SANTA BARBARA, California – February 11, 2020 – Bruker’s Nano Surfaces Division reports the groundbreaking use of a nanoIR3-s Broadband™ system at the University of New South Wales (UNSW) Centre for Advanced Solid and Liquid based Electronics and Optics (CASLEO) to provide new insights into phonon-polaritons (PhPs) in thin layered crystals of hexagonal boron nitride (hBN) on SiO2/Si wafers. Professor Kourosh Kalantar-Zadeh’s multidisciplinary group combined scattering-SNOM single-wavelength imaging and broadband scattering IR nanospectroscopy to resolve features in near-field amplitude spectra that had never been observed previously. Their research, recently published by ACS Nano (DOI: 10.1021/acsnano.9b08895), systematically studied the near-field auxiliary signatures on the hBN layers between supported and suspended boundary conditions. Such detailed information about influence from local boundaries has enormous implications for engineering and creating nanophotonic heterostructures for advanced sensing applications.
"The capability of the nanoIR3-s Broadband exceeded our expectations,” enthused Professor Kourosh Kalantar-Zadeh. “The signal-noise-ratio is superb. As such, we could obtain spectra as clear as spectra of a conventional FTIR at nanoscale resolutions. Excitingly, we could see new vibrational features that are generated by the boundaries that have not been reported previously."
"The wavenumber range of the nanoIR3-s Broadband is from 670 cm-1 to 4,000 cm-1 which is beyond any other system in the market, allowing us to observe spectra that have not been seen by other researchers,” added Dr. Jiong Yang. “The system’s stability, combined with the exceptionally high-power broadband laser, leads to new horizons in nanoscale spectroscopy."
“We designed the nanoIR3-s Broadband system to comprehensively address the requirements for nanoscale FTIR broadband spectroscopy and high-resolution imaging for a wide range of demanding applications,” explained Dean Dawson, Bruker’s Sr. Director and Business Manager, nanoIR Products. “We are delighted that Dr. Kalantar-Zadeh’s excellent team at CASLEO has put the system so quickly through its paces for such impactful research.”
The nanoIR3-s Broadband system provides a unique capability for nanoscale imaging and spectroscopy over the entire mid-infrared spectral range (2.5 to 15 μm / 4000 to 670 cm-1) by coupling with a broadband light source based on a novel femtosecond OPO/DFG laser. While featuring high laser power and wide spectral range, this laser source can also switch its linewidth for imaging and spectroscopy. Ultimately, the system provides the highest performance spectroscopy and imaging for 2D/graphene materials, while enabling nanoscale material property mapping and sample environmental control options.

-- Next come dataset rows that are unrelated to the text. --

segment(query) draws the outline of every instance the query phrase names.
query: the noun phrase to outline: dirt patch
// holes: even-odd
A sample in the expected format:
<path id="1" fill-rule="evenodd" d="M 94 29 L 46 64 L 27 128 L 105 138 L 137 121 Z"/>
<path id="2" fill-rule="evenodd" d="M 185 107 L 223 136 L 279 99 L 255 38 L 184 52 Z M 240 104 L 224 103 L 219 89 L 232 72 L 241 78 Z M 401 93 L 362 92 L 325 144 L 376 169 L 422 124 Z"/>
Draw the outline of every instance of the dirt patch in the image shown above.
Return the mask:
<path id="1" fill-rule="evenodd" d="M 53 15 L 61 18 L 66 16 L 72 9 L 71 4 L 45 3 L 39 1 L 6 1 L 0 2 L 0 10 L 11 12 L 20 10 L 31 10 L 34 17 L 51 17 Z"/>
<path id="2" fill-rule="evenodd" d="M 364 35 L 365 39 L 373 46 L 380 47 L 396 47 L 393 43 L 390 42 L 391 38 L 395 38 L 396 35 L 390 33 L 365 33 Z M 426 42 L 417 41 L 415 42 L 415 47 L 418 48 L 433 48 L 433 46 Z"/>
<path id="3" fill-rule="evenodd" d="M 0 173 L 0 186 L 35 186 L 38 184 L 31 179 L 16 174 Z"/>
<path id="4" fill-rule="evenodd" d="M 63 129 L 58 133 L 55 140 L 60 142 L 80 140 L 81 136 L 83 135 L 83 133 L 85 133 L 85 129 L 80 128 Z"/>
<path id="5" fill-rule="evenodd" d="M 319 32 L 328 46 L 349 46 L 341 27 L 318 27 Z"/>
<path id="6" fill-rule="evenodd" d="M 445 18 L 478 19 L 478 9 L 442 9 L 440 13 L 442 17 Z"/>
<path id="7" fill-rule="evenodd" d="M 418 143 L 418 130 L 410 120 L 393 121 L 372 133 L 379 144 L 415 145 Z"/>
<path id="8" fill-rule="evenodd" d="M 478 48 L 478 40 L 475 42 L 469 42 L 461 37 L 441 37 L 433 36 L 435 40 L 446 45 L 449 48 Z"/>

The Centre for Advanced Solid and Liquid based Electronics and Optics (CASLEO) has a mission to create novel materials and systems that have impacted and will continue to influence the well-being of people for the better. In the past, the members of CASLEO have proven their capabilities in developing systems that have significantly influenced the areas of liquid metals, sensors, electronic materials, optics, microfluidics, and medical devices. Professor Kourosh Kalantar-Zadeh, the director of the centre, has already led his group to the invention of the first ingestible chemical sensor that was successfully tested in humans. The concept of liquid metals as reaction media was coined by Kourosh and his group. Additionally, the first report on chemical vapour deposition of two-dimensional metal chalcogenides also originated from his group. Kourosh is one of the 2018 Australian Research Council (ARC) Laureate Fellows, and is also a member of the ARC Centre of Excellence for Future Low-Energy Electronics Technologies (FLEET). CASLEO also receives funding from the National Health and Medical Research Council (NHMRC), Australia.